Poder-se-ia dizer, inclusive, que o cativeiro que impôs à Bella é o seu meio de tentar protegê-la, justamente por ele ter sido tão ferido por aquele que deveria protegê-lo. Excessivo? Sem dúvidas. Errado? Com certeza. Todaiva, trata-se do desenvolvimento pelo qual o personagem tem que passar. Abrir mão daquilo que criou, deixá-la se desenvolver livremente. Não se trata, portanto, de um tirano que busca brincar com vidas.

Percebemos de plano, então, o modo como relações com o sexo oposto moldam a protagonista, afinal, Godwin é facilmente visto como sua figura paterna. Seu próximo encontro com um homem, na figura de Max McCandles (Ramy Youssef), faz com que se sinta desejada sexualmente. Entretanto, é com Duncan Wedderburn (Mark Ruffalo) que ela tem o seu maior embate.

Duncan se vende para Bella como alguém livre, como alguém que também não se prende às determinações da sociedade. A faceta, porém, apenas dura enquanto detém todo o poder na relação. À medida que Bella se desenolve e descobre novos aspectos da vida, a balança de poder deixa de lhe favorecer, revelando a sua real identidade, algo muito menos seguro de si do que originalmente demonstrava.

Há um comentário feito por Lanthimos acerca do poder masculino, e como, em Pobres Criaturas, parece existir tão somente à medida em que consegue suprimir o sexo oposto. A evolução da protagonista em muito reforça essa questão, não à toa há tanta ênfase na sua emancipação sexual.

Isto é, uma vez que a fisiologia da personagem é aquela de uma adulta, a sua mente, em descompasso com o seu corpo, deve entender como navegar pela sua sexualidade. Todavia, a carência de pudor, tão comum àqueles em desenvolvimento, é incompatível aos tabus sociais referentes a sexo.

Nessa seara, é impossível deixar de elogiar a excepcional performance da Emma Stone, que traz uma Bella Baxter cheia de trejeitos e consegue, de maneira crível, trazer à vida uma difícil representação de uma mulher feita fisicamente, mas que ainda deve crescer mentalmente.
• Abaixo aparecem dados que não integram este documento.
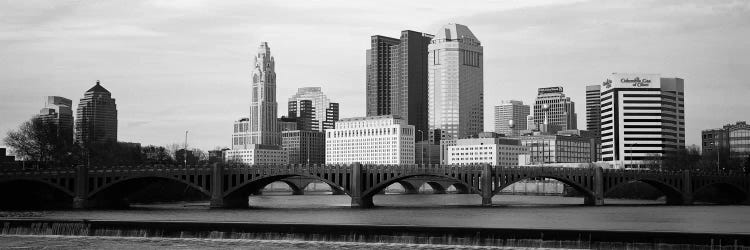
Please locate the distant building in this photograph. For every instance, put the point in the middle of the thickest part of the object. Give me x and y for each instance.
(593, 108)
(257, 154)
(397, 77)
(370, 140)
(642, 116)
(96, 119)
(487, 148)
(304, 146)
(553, 111)
(58, 112)
(316, 110)
(455, 83)
(510, 117)
(568, 146)
(732, 140)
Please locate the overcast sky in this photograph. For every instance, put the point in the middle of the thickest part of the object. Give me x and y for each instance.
(185, 65)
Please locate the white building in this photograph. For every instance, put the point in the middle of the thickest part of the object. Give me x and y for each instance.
(642, 116)
(370, 140)
(494, 150)
(455, 83)
(257, 154)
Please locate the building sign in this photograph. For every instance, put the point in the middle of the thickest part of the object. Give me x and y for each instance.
(550, 90)
(637, 81)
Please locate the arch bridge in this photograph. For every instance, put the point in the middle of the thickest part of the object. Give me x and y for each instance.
(230, 185)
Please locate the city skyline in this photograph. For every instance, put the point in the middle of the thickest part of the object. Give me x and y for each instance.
(153, 110)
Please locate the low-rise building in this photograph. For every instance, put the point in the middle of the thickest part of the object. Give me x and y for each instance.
(488, 148)
(257, 154)
(370, 140)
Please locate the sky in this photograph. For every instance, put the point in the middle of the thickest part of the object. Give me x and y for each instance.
(184, 65)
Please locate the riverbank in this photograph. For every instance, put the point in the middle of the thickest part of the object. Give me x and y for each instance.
(364, 234)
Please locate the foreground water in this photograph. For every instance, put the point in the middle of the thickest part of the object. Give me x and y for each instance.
(448, 210)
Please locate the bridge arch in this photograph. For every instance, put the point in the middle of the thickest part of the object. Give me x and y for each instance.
(237, 196)
(372, 191)
(588, 193)
(674, 195)
(118, 189)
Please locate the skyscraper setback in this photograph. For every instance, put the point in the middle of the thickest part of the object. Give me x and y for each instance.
(455, 83)
(58, 112)
(553, 111)
(96, 120)
(510, 117)
(397, 77)
(263, 107)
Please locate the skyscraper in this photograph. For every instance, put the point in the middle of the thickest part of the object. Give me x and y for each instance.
(58, 111)
(642, 116)
(593, 108)
(96, 117)
(263, 107)
(455, 83)
(397, 77)
(324, 112)
(553, 111)
(510, 117)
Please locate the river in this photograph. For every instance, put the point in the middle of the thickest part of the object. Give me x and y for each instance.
(445, 210)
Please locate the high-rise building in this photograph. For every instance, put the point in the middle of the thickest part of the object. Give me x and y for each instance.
(553, 111)
(455, 83)
(304, 146)
(732, 141)
(510, 117)
(58, 111)
(642, 116)
(593, 110)
(96, 119)
(397, 77)
(318, 112)
(370, 140)
(263, 106)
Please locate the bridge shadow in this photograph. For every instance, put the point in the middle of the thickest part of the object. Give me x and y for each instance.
(30, 194)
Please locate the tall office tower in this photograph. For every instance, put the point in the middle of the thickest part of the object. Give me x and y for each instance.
(643, 115)
(263, 108)
(58, 112)
(510, 117)
(96, 117)
(593, 108)
(456, 85)
(553, 111)
(325, 112)
(397, 77)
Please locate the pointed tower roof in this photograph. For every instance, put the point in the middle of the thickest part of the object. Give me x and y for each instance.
(97, 88)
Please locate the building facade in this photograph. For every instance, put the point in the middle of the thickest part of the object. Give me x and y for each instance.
(397, 77)
(263, 107)
(559, 148)
(642, 116)
(553, 111)
(370, 140)
(455, 83)
(58, 112)
(732, 140)
(510, 117)
(96, 118)
(488, 149)
(314, 107)
(593, 108)
(304, 147)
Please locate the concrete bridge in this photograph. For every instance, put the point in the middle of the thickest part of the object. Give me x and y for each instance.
(229, 186)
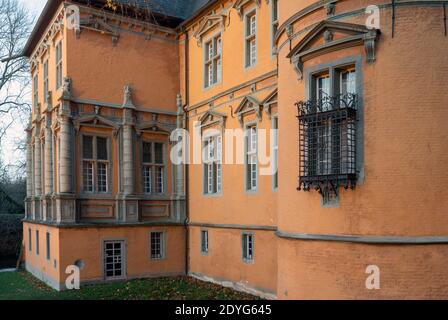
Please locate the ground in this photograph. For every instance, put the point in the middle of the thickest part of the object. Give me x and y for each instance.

Há muito que poderia dar errado, contudo, a atriz jamais se torna caricata, pelo contrário. Há um quê de honestidade na protagonista, justamente pela sua falta de constrangimento, que acaba por atrair a todos.

Willem Dafoe convence, como sempre, trazendo nuances a um papel que, em mãos menos competentes, poderia ser extremamente desinteressante. Quanto ao Mark Ruffalo, porém, entende-se que acaba sendo a performance mais fraca do longa, mas jamais de modo a prejudicar a experiência.

Pobres Criaturas, então, consegue nos cativar, encantar e, mais ainda, nos fazer rir dos absurdos que ocorrem em tela. Yorgos Lanthimos demonstra, com constância, ser um dos diretores mais autorais da atualidade, e esse filme não é exceção, alcançado o hype criado pela estrondosa recepção após o seu lançamento. Um dos melhores do ano, sem dúvidas.